Che impressione ti ha lasciato sentire Manuel Agnelli che ha tirato in ballo paragoni importanti per la tua esibizione?

Impressionante. Non me l’aspettavo. Io lo adoro da sempre percui è stato come ricevere un complimento da un idolo nel poster che prende la parola. Meraviglioso anche nelle critiche, sempre sincero lui nelle cose che dice. O almeno a me arriva questo di lui.

Quali sono i tuoi progetti per il post-“X Factor”?

Mi piacerebbe uscire con un disco, ho scritto tantissimo in questi sei anni dall’ultimo album La Guarigione, per cui è tempo! Vediamo come andrà…

Chi è o chi sono gli artisti indipendenti italiani che stimi di più in questo momento e perché?
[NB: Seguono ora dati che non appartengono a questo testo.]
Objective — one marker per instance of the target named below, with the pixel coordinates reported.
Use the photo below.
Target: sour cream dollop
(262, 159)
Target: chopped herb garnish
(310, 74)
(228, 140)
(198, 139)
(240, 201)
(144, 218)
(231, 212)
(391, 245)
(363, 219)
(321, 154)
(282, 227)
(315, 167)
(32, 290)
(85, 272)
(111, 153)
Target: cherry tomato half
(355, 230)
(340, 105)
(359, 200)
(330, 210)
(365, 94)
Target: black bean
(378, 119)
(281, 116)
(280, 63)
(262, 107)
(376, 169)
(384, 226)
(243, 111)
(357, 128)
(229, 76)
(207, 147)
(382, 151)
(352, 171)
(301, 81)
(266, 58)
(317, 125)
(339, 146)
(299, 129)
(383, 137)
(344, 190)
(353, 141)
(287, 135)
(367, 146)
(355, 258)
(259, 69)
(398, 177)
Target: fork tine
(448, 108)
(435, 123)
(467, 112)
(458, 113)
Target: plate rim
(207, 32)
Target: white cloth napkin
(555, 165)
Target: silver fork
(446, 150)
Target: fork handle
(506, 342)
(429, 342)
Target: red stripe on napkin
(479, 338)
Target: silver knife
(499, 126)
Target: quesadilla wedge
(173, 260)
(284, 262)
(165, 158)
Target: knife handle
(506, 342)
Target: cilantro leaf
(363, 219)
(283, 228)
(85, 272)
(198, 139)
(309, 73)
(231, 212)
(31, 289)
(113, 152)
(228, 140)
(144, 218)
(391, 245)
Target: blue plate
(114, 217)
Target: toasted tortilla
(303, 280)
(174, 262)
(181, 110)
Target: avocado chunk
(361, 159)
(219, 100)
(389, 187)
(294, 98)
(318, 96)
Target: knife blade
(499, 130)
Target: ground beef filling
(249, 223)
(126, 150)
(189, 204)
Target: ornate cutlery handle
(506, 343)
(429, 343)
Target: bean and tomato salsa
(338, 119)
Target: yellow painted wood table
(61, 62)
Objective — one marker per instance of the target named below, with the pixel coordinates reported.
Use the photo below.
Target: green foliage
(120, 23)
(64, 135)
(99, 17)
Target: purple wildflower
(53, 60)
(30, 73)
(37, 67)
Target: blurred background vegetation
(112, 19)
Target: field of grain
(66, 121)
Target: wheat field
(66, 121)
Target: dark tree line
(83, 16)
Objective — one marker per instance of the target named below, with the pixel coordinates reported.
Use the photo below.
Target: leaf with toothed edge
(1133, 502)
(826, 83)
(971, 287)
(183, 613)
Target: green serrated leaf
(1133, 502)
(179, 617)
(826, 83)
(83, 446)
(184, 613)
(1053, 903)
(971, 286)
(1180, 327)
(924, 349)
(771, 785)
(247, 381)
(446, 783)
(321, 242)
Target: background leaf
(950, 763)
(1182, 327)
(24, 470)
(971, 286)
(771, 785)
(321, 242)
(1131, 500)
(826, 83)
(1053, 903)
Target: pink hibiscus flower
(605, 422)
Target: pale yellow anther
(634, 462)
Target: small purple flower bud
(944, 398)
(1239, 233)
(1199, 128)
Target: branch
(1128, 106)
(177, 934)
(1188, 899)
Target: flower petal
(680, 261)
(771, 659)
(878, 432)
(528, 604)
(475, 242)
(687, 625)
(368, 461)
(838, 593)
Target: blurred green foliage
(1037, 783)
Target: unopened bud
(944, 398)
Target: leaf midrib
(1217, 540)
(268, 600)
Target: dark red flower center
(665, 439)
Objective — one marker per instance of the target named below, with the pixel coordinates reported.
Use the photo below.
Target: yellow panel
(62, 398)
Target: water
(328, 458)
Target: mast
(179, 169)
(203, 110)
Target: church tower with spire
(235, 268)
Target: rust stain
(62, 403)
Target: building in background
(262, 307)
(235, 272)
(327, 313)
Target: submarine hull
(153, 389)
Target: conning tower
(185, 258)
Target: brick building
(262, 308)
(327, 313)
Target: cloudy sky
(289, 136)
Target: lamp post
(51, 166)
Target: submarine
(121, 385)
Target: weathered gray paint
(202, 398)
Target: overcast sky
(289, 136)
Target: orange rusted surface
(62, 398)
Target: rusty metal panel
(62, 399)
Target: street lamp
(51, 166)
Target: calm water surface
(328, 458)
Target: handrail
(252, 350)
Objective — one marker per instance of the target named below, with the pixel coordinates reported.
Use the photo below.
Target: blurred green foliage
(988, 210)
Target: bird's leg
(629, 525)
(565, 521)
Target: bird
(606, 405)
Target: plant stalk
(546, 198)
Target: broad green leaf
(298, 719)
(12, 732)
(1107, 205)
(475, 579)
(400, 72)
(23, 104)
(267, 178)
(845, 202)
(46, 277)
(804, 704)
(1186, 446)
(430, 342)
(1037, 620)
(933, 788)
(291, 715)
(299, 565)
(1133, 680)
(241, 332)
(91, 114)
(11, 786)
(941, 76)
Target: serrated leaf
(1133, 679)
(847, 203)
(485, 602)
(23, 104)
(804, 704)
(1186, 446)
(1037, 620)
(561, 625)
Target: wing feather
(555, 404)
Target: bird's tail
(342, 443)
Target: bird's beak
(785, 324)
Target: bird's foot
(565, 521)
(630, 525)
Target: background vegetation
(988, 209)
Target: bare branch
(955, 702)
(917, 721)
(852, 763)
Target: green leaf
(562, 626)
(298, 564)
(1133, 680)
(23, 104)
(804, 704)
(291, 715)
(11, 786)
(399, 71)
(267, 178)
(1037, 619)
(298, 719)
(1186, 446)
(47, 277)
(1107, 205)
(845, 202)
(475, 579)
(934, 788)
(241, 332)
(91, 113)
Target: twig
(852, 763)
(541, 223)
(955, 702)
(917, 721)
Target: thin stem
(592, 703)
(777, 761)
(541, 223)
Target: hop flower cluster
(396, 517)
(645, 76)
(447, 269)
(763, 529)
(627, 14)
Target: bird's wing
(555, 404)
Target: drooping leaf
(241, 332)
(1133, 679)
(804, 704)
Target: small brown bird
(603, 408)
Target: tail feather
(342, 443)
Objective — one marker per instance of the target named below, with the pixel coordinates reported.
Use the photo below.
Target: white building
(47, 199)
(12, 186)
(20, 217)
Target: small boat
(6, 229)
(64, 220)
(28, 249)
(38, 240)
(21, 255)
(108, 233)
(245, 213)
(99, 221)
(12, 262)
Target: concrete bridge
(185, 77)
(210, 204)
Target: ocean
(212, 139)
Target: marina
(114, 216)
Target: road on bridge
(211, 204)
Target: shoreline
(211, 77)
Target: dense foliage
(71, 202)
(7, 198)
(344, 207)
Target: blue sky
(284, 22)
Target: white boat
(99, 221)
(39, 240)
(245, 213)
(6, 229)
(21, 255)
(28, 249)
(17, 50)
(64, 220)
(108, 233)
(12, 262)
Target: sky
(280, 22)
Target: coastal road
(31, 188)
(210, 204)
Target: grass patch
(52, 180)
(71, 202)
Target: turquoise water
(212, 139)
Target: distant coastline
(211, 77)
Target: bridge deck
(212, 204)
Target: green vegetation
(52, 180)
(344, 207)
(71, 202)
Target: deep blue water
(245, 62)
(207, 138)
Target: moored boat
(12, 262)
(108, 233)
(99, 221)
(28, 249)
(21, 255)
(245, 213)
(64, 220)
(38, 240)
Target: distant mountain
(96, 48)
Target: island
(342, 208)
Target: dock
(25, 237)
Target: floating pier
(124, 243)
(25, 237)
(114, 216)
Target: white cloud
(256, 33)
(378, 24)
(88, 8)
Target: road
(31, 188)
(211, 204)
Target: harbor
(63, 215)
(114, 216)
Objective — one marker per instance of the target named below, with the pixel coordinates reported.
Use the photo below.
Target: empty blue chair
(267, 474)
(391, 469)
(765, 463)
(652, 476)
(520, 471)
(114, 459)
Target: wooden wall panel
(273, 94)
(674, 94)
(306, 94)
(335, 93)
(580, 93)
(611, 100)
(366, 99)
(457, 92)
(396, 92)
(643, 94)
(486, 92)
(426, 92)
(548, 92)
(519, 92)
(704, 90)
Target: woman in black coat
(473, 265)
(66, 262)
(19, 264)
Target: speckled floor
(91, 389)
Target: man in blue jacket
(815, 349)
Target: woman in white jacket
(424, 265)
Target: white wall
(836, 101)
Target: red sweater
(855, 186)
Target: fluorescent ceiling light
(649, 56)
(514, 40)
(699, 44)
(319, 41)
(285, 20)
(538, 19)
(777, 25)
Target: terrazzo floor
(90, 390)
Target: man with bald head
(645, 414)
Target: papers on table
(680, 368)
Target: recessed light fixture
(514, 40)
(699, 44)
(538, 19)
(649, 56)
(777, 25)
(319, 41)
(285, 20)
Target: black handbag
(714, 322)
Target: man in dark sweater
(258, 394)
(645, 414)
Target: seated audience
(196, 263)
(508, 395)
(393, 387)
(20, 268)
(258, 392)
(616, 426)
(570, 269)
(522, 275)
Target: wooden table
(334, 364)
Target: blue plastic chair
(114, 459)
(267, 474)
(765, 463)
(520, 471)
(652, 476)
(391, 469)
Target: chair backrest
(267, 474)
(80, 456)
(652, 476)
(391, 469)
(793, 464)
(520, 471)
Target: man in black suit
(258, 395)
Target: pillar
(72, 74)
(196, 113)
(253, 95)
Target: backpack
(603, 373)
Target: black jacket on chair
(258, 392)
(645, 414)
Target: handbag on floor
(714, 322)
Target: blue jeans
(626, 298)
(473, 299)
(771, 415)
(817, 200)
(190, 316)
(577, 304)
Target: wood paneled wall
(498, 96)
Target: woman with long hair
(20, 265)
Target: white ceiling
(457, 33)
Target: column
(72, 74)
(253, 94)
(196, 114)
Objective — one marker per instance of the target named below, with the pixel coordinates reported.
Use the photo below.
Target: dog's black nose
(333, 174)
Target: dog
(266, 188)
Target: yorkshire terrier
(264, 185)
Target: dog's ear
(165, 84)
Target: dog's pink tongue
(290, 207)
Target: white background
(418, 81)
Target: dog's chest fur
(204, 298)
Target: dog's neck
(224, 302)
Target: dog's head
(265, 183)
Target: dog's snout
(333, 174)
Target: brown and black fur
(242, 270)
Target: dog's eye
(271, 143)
Mi ripeto negli anni ma un artista insuperabile per me è Niccolò Fabi. Poi seguo molto Paola Turci e Carmen Consoli da sempre, donne vere e grandi artiste. Mi piacciono molto, poi, alcune colleghe cantautrici dalla cifra stilistica esagerata quali Irene Ghiotto e Ilaria Pastore.

Puoi indicare tre brani, italiani o stranieri, che ti hanno influenzato particolarmente?

Domanda impossibile ma posso dirti Grace di Jeff Buckley, Venderò di Edoardo Bennato e Sangue del mio sangue di Niccolò Fabi.